Every year I find myself looking forward to Interim Week. As a community, we are able to try new things, travel to new places, and step outside of our comfort zones. This year, six small groups traveled outside of the country to Greece, Israel, England, South Africa, Thailand, and Panama. Students who decided to stay in Atlanta got to experience new parts of their hometown by exploring the CNN headquarters and touring SCAD, as well as staying at school and creating original artworks. French and Spanish students who participated in the cultural exchange began their month long expedition and made connections with students from across the world.
A photo essay by Eleanor Maddera, Class of 2021
I traveled to Panama with 23 other students along with 4 chaperones. We visited astounding sites like Panama Viejo, Biomuseo, Metropolitan National Park, La Dona Pineapple Farm, Miraflores Locks, and the Portobello Ruins. We were able to learn about Panamanian culture by interacting with the locals and immersing ourselves in their lifestyle: for example, we learned folklore dances, harvested pineapples, and saw beautiful flora and fauna. However, my favorite part of the adventure was our day spent with the Embera tribe.
DAY 1: EXPLOREPanama Viejo and Panama City
“Who used to occupy this space? What kind of memories were made here?”
One of the first things that I noticed when we traveled to the city was the abundance of cats. They would relax in the sun or under cars, making it difficult for motorists to leave. This cat, however, had found a tranquil spot in front of the city landscape, and was unfazed by the tourists who stopped to take pictures of her!
On our first day, we traveled to Panama Viejo — the old city. We bonded as a group as we explored the ruins and learned about the first settlement on the isthmus that would become Panama City. From the top of the ruins, you could see that we were surrounded by the contemporary skyrise of the city.
This small oasis of history was in the heart of modern-day civilization; the past encompassed by the present.
We also visited Casco Viejo, and seeing as it was filled with one-way, narrow streets, the bus had to drop us off a few blocks from the center. Out of all of the beautiful architecture and buildings we saw there, this one was particularly captivating. It had begun as any other building, but it had been reinvented over time. It was intriguing and I was left to wonder the history of the building: Who used to occupy this space? What kind of memories were made here?
Day 2 : Listen
On the second day, we took a boat tour of the Panama Canal and Gatun Lake. We saw monkeys and sloths — animals that we had never seen before in the wild. We learned about the environment and the effects of tourism on the habitat.

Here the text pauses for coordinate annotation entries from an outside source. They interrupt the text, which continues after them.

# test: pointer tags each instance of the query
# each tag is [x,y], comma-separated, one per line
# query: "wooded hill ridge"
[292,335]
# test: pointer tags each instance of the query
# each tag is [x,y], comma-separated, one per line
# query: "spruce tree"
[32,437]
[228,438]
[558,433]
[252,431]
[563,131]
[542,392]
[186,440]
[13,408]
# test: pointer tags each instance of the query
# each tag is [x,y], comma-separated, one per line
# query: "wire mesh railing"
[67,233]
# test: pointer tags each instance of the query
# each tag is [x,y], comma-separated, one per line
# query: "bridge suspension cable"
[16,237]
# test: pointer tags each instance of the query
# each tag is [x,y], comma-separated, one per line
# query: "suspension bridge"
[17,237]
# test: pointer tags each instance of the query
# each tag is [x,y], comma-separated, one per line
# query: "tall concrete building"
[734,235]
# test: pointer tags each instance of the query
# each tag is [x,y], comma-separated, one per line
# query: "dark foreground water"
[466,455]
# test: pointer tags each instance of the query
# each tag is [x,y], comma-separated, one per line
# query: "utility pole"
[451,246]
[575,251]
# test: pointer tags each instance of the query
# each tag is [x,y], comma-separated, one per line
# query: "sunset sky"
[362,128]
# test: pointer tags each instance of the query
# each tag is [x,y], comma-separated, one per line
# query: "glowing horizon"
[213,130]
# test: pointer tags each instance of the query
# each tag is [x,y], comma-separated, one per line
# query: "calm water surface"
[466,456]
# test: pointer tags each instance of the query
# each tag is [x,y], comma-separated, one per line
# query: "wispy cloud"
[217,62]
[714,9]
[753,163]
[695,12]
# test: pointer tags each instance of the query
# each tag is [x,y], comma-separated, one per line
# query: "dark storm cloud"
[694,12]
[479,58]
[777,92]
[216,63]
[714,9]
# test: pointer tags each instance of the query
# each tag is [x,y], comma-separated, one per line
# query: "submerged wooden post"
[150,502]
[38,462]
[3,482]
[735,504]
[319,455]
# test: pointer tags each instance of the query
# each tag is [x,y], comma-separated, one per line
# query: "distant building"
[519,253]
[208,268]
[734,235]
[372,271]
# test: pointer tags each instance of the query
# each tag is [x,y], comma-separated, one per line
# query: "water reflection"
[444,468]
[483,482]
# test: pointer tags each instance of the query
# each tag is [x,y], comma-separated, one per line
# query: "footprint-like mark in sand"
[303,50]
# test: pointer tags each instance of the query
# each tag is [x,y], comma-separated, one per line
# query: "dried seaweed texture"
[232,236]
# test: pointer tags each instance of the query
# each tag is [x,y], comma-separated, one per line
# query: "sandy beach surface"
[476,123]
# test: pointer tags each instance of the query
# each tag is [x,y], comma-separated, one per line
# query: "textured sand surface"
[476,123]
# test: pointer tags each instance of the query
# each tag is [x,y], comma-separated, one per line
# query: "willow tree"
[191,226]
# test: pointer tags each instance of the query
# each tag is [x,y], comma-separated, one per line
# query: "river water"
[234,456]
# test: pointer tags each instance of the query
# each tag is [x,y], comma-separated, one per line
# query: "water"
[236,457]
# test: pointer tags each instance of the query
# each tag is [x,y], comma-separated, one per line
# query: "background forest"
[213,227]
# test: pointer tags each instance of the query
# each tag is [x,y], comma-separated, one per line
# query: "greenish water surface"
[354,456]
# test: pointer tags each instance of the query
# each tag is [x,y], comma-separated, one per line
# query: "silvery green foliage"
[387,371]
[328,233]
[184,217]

Tourists and tour guides would attempt to draw out monkeys by enticing them with food — most of which the monkeys would never find in their natural habitat. Whenever we saw something like this, our tour guide would point out the importance of not disrupting the animals’ regular routine and eating habits.
Day 3: Discover
When we visited the pineapple farm, we all crowded onto a tiny bus. Since there was not enough room for everyone to sit on the sides, some of us sat on stools in the middle. Every time the bus turned or went up a hill, we had to hold on to each other to avoid sliding around or falling over.
Throughout the tour, we would get off of the bus and try all of the different types of fruit they harvested there. They told us how they grew avocados, mangoes, starfruit, passion fruit, and sugarcane. They cut open recently harvested passion fruit in front of us and we ate the seeds that were inside. We even got to harvest our own pineapples and take them with us!
On our fourth day, we visited one of the many locks of the Panama Canal — the Miraflores Locks. We were able to watch boats travel through the canal and learn about the history of the canal (and America’s involvement). We even got to stand on the platform near the boats — an honor usually reserved for celebrities or politicians.
One of the highlights of the trip was having the opportunity to visit the Embera Tribe — one of Panama’s indigenous tribes. We couldn’t take the bus to get there, so we all climbed into two canoes. At one point, the river got too shallow and the boat got stuck. We jumped out into the cool water and began to push until we were free and could continue on our way.
Once we reached the tribe, I was surprised to see the children playing with a young monkey. They would pick him up and he would wrap his tail around them and hang from their arms.
The children were so excited to see us. The tourists that usually visited were adults and never wanted to play with them. Even though there was a language barrier, we managed to communicate enough to play tag. Tag turned into soccer, and when it was time to leave, no one wanted to go.
Travelers, not tourists
At the end of our final day, we visited Portobello Ruins. But before we did, we stopped at a small market just outside. There were a few stalls that sold kuna, a traditional fabric that would be sewn into women’s clothing — the rectangular cloth in the photo.
Throughout our journey through Panama, we were told to be travelers, not tourists. We learned about the culture and met amazing people who told us about their lifestyles. We were able to learn just how different their lives were, but also how similar they were to ours.